Clinical indicators coding guideline sparks mixed reactions from healthcare professionals

As coders grow and mature in their knowledge and experience with ICD-10, there are various federal guidelines they must adhere to. One such guideline instructing coders not to use clinical indicators for code assignment is prompting considerable interest from healthcare providers, according to ICD-10 Monitor.

The report's author, Sandra L. Brewton, a senior healthcare consultant for Panacea Healthcare Solutions, said she has received emails from colleagues and physicians, expressing concerns or sharing enthusiasm for coding and documentation integrity.

She said the guideline comes as the use of clinical indicators has the potential to be abused by papers and hospitals. "On the payer side, the absence of clinical indicators has been used to their advantage, and as a basis to require facilities to return money. On the hospital side, some facilities are using clinical indicator coding as a form of offense against those payer audits. It's your standard cat-and-mouse game," Ms. Brewton writes.
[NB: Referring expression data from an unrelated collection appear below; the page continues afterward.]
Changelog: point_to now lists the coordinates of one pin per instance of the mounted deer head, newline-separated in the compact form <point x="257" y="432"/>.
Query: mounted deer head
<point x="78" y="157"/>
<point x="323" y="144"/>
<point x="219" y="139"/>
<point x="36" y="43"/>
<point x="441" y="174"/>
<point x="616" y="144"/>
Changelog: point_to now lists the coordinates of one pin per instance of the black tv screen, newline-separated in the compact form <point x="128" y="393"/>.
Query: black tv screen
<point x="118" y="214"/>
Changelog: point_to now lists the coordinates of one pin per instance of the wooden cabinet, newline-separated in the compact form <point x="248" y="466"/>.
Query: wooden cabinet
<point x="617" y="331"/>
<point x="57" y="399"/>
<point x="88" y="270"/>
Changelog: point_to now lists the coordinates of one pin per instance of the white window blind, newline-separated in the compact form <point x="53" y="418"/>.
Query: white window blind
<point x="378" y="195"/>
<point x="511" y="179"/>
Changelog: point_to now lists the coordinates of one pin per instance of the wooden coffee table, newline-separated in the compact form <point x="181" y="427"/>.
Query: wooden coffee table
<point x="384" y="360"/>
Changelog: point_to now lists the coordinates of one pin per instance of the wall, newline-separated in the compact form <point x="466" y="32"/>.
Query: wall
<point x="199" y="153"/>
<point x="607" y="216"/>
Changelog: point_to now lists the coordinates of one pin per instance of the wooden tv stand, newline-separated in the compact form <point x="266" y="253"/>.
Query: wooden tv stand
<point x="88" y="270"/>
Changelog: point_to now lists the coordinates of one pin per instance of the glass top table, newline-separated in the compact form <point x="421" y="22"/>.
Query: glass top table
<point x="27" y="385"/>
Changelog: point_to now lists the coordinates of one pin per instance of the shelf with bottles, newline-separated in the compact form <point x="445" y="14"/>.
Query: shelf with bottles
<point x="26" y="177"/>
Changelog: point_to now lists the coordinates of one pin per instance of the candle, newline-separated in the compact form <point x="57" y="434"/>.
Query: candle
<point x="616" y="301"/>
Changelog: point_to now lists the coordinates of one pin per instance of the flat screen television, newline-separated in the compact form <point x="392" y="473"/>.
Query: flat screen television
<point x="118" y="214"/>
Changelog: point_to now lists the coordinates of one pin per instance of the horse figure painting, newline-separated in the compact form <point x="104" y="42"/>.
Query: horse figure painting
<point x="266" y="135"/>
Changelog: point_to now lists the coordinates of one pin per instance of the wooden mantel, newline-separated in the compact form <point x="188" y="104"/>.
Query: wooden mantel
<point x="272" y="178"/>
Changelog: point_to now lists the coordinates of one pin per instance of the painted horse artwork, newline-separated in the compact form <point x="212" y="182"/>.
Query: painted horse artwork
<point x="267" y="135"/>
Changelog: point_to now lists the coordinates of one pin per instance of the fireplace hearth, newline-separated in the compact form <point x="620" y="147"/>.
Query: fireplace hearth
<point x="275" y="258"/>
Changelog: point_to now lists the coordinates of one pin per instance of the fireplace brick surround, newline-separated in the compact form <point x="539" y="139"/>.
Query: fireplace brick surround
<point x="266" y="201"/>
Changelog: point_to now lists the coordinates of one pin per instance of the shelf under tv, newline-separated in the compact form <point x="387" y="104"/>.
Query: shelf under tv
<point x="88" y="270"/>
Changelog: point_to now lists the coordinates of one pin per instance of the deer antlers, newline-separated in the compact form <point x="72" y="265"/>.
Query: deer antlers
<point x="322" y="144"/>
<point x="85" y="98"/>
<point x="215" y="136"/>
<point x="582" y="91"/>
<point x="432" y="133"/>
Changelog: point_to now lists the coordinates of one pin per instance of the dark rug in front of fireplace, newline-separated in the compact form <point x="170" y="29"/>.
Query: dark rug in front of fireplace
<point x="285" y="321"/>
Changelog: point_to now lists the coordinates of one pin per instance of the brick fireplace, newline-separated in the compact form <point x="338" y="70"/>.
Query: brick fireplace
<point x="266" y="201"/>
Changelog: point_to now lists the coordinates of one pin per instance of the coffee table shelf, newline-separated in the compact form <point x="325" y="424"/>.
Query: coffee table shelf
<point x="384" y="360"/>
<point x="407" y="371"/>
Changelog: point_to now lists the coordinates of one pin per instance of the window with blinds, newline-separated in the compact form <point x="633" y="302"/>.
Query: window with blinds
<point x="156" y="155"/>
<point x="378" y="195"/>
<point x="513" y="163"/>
And one physician, Ronald Hirsch, MD, a physician advisor, told Ms. Brewton: "I wish I could share your enthusiasm for the integrity and accuracy of physician documentation. As a physician, I can attest that it is very common for doctors to document things that do not exist. I think the origin was with the need for appropriate diagnoses to get tests authorized."

"It's a tough situation," Dr. Hirsch said, "but I absolutely agree that coders should not be the ones clinically validating diagnoses."

Regardless of a person's opinion of the guideline, it may assist in the defense of coding and documentation, according to Ms. Brewton.